Examples

General examples

Example 1: Reference-to-signal with positions of interest (no signal in input table)

In this example, the alignment file does not contain raw signal data, so the corresponding POD5 input must be provided. We extract the mean, standard deviation, and dwell time of the signal around given reference positions and output a melted TSV.

fishnet reformat \
  --alignment alignments_ref.parquet \
  --pod5 /data/pod5_runs/run1 /data/pod5_runs/run2 \
  --positions-of-interest chr1:100000-10 chr2:250000-15 \
  --strategy stats \
  --stats mean std dwell \
  --out ref_positions_stats.tsv \
  --output-shape melted \
  --threads 8 \
  --force-overwrite

Explanation: - --alignment provides reference-to-signal mappings. - --pod5 supplies raw signal data (since it’s missing in the alignment file). - --positions-of-interest defines windows around base positions (±10 and ±15 bases). - The stats strategy calculates per-base signal statistics. - Output is written as a melted TSV table, one row per base.
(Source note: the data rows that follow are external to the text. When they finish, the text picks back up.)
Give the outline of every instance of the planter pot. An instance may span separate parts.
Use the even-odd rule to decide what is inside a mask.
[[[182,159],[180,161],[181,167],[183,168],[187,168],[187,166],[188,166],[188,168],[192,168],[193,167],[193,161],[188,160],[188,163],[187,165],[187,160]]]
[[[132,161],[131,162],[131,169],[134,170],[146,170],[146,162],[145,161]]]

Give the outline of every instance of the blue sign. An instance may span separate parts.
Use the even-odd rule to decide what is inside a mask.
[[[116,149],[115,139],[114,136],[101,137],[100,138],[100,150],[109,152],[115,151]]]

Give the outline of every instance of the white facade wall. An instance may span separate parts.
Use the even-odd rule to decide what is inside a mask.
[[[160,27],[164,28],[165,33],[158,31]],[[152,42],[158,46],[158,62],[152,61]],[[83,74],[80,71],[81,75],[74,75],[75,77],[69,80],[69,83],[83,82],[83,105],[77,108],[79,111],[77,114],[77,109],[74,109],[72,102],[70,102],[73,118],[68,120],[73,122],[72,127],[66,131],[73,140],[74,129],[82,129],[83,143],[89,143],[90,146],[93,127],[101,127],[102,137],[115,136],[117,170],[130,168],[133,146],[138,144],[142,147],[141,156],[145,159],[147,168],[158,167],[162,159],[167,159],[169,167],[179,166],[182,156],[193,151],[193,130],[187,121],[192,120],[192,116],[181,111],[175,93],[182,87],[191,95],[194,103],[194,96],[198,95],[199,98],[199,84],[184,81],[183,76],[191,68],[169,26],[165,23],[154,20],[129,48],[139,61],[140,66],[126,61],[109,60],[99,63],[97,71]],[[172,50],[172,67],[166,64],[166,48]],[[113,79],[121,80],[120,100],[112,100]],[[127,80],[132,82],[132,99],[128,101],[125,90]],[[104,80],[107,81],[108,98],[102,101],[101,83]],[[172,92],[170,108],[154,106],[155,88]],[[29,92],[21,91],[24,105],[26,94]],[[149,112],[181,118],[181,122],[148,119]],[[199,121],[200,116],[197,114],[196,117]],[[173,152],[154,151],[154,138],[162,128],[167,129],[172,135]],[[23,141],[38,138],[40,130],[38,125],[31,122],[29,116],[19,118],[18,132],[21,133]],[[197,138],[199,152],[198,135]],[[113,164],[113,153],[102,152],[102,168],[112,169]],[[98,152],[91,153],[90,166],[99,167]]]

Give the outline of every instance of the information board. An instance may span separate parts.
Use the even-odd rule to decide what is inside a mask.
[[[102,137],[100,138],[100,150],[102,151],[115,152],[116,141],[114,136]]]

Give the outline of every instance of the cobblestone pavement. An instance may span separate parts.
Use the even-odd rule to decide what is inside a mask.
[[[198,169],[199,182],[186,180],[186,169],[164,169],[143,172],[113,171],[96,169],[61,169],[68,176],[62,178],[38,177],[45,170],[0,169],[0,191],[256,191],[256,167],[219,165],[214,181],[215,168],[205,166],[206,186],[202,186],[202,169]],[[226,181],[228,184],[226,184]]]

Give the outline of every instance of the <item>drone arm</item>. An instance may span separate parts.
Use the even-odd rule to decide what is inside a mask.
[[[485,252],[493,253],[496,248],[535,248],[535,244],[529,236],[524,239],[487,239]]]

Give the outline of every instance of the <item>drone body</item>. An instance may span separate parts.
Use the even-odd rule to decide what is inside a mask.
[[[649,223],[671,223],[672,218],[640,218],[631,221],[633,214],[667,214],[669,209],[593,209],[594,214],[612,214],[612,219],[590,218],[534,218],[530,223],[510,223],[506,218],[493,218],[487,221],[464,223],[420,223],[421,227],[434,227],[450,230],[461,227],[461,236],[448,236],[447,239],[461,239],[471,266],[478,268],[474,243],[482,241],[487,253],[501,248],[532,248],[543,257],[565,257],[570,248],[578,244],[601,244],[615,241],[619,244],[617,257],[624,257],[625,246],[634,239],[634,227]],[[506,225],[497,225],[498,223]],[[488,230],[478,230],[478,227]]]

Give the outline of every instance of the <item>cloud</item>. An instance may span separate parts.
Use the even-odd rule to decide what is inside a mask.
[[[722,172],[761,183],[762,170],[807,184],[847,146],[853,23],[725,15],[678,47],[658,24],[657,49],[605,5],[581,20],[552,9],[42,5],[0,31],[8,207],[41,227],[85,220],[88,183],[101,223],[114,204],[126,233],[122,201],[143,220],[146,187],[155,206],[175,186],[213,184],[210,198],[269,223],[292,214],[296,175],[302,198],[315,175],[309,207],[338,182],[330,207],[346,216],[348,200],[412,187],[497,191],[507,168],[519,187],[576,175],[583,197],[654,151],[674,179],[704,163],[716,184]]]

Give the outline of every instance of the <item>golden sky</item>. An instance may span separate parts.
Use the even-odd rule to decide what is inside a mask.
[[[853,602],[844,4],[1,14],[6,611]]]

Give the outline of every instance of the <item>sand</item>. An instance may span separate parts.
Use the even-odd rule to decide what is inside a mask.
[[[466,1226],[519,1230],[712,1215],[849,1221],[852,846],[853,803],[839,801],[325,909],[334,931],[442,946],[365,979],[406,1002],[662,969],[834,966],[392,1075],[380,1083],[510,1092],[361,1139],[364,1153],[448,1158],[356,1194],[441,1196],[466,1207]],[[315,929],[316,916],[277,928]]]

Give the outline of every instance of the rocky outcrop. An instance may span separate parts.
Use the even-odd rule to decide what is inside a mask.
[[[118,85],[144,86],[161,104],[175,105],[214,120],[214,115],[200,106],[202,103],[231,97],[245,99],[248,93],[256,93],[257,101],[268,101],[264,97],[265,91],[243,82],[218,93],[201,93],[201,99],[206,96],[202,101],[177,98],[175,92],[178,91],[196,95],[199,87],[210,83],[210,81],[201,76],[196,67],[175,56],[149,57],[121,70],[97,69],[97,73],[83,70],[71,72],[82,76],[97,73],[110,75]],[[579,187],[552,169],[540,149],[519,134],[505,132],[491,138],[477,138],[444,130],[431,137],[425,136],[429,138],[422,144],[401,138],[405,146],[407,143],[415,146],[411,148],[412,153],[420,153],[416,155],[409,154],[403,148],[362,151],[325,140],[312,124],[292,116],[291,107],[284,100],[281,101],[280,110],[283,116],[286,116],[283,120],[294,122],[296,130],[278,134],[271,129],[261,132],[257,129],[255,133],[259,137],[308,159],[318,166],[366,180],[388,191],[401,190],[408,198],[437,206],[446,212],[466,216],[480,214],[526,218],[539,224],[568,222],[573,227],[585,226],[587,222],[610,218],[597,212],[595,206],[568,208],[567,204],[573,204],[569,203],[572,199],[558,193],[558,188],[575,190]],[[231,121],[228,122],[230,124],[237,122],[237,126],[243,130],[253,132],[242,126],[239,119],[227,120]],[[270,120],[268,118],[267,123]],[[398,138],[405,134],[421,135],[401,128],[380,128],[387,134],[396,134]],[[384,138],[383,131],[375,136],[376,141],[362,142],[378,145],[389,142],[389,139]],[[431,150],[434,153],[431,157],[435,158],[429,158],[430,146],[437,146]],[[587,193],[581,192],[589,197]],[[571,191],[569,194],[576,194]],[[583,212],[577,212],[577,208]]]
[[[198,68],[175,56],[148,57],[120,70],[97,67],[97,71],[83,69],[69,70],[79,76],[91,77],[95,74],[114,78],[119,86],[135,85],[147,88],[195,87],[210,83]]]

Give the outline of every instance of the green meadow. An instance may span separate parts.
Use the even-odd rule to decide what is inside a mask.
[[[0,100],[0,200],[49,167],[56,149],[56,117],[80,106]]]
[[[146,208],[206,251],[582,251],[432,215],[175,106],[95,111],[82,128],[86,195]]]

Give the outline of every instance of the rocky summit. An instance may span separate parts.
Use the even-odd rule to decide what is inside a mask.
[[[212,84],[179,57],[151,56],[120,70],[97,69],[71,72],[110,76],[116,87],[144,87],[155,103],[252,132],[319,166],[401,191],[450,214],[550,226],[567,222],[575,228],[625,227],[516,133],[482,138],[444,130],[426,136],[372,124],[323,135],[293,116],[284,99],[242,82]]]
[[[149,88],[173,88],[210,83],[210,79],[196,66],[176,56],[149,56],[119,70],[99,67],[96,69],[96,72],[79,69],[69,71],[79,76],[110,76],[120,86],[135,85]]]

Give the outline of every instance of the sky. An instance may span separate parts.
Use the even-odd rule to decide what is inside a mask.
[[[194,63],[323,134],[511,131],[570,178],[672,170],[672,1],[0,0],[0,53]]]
Example 2: Query-to-signal with motif filtering and interpolation

Here, the alignment file already contains raw signal and includes both reference and query alignments. We select the query alignment, filter by motifs from a FASTA file, and interpolate the signal to a uniform length of 50. The result is stored as a nested Parquet file.

fishnet reformat \
  --alignment alignments_query_signal.parquet \
  --alignment-type query \
  --motifs-file motifs.fasta \
  --strategy interpolate \
  --target-size 50 \
  --out interpolated_query_signal.parquet \
  --output-shape nested \
  --threads 8 \
  --force-overwrite

Explanation: - --alignment-type query selects the query-to-signal mappings. - --motifs-file loads motifs (e.g., ATGCGT, TTTAAA, etc.) from a FASTA file. - --strategy interpolate 50 creates uniformly sized signal vectors (50 samples per base). - nested output preserves per-base signal arrays in Parquet — ideal for machine learning input.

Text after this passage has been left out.